Just spray the PATIENT before they touch anything!!


----------



## PapaBear434 (Mar 1, 2009)

imurphy said:


> No No. you're all doing it wrong!
> 
> Just spray the PATIENT before they touch anything!!



There's been times I wanted to...


----------



## medic417 (Mar 1, 2009)

BossyCow said:


> We use the disposable ones for the peds only.

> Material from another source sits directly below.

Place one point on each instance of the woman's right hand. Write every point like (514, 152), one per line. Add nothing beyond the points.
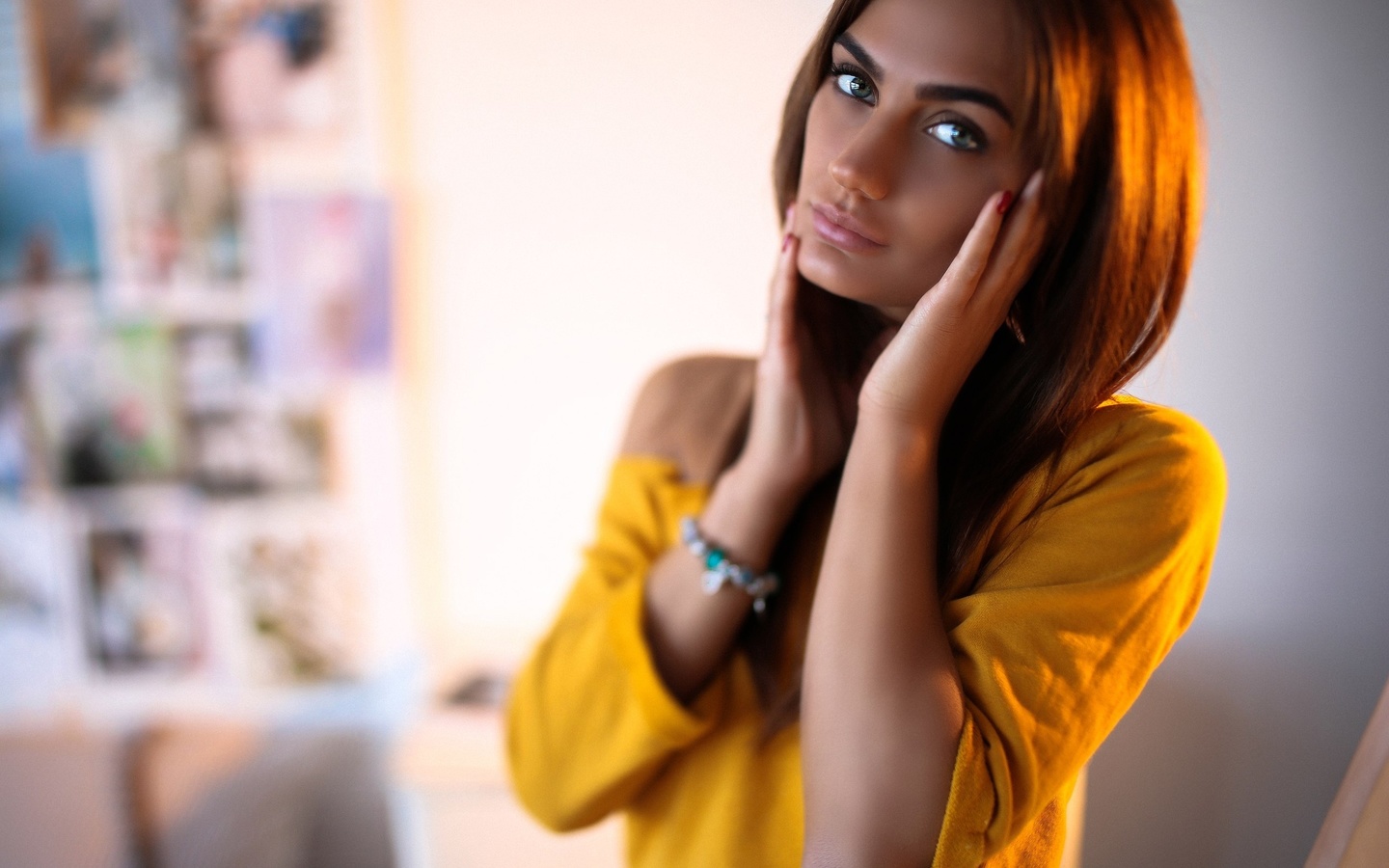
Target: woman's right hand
(802, 411)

As far as disinfecting the unit... everything that touches a patient gets virexed.



Hoep everything you guys touch gets cleaned as well.  I see way to many providors touching everything in the box but when they clean up they only clean the cot and the items that touched the patient.


----------



## BossyCow (Mar 2, 2009)

medic417 said:


> Hoep everything you guys touch gets cleaned as well.  I see way to many providors touching everything in the box but when they clean up they only clean the cot and the items that touched the patient.



No, we clean everything! I'm a bit of a freak on this point. I have even had the local hospital Infection Control supervisor do cultures on the ambulance to point out to our members where their cleaning falls short.


----------



## medic417 (Mar 2, 2009)

BossyCow said:


> No, we clean everything! I'm a bit of a freak on this point. I have even had the local hospital Infection Control supervisor do cultures on the ambulance to point out to our members where their cleaning falls short.



LOL.  Bet that was a real eye opener.  Ambulances are mobil petri dishes.  I scrub my ambulances and get pissed when I get in one and find bloody finger prints on anything beacause then I know ambulance is filthy.  I then spend forever cleaning.  Can we say OCD?


----------



## AJ Hidell (Mar 2, 2009)

medic417 said:


> Ambulances are mobil petri dishes.  I scrub my ambulances and get pissed when I get in one and find bloody finger prints on anything beacause then I know ambulance is filthy.  I then spend forever cleaning.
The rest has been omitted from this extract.